On Wed, 2025-06-04 at 22:05 +0800, Huacai Chen wrote:
On Tue, Jun 3, 2025 at 7:49 PM Thomas Weißschuh thomas.weissschuh@linutronix.de wrote:
The syscall wrappers use the "a0" register for two different register variables, both the first argument and the return value. The "ret" variable is used as both input and output while the argument register is only used as input. Clang treats the conflicting input parameters as undefined behaviour and optimizes away the argument assignment.
The code seems to work by chance for the most part today but that may change in the future. Specifically clock_gettime_fallback() fails with clockids from 16 to 23, as implemented by the upcoming auxiliary clocks.
Switch the "ret" register variable to a pure output, similar to the other architectures' vDSO code. This works in both clang and GCC.
Hmmm, at first the constraint is "=r", during the progress of upstream, Xuerui suggested me to use "+r" instead [1]. [1] https://lore.kernel.org/linux-arch/5b14144a-9725-41db-7179-c059c41814cf@xen0...

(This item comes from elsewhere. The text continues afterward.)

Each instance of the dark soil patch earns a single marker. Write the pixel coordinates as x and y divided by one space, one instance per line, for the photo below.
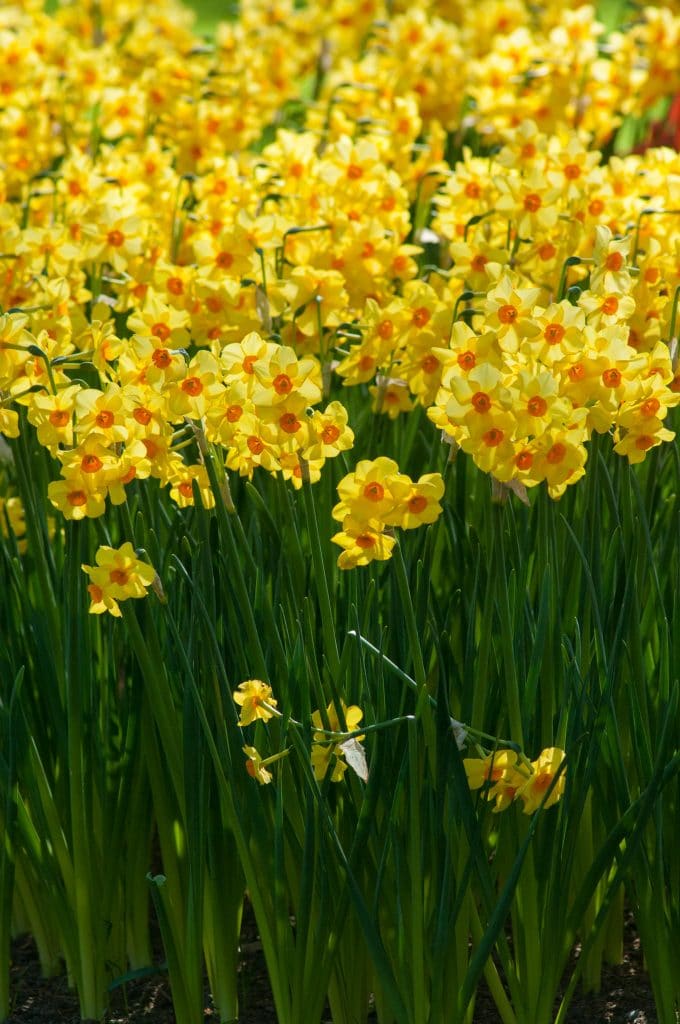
625 997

Based on the example at https://gcc.gnu.org/onlinedocs/gcc/Local-Register-Variables.html:
To force an operand into a register, create a local variable and specify the register name after the variable’s declaration. Then use the local variable for the asm operand and specify any constraint letter that matches the register:
register int *p1 asm ("r0") = …; register int *p2 asm ("r1") = …; register int *result asm ("r0"); asm ("sysint" : "=r" (result) : "0" (p1), "r" (p2));
I think this should actually be written
asm volatile( " syscall 0\n" : "=r" (ret) : "r" (nr), "0" (buffer), "r" (len), "r" (flags) : "$t0", "$t1", "$t2", "$t3", "$t4", "$t5", "$t6", "$t7", "$t8", "memory");
i.e. "=" should be used for the output operand 0, and "0" should be used for the input operand 2 (buffer) to emphasis the same register as operand 0 is used.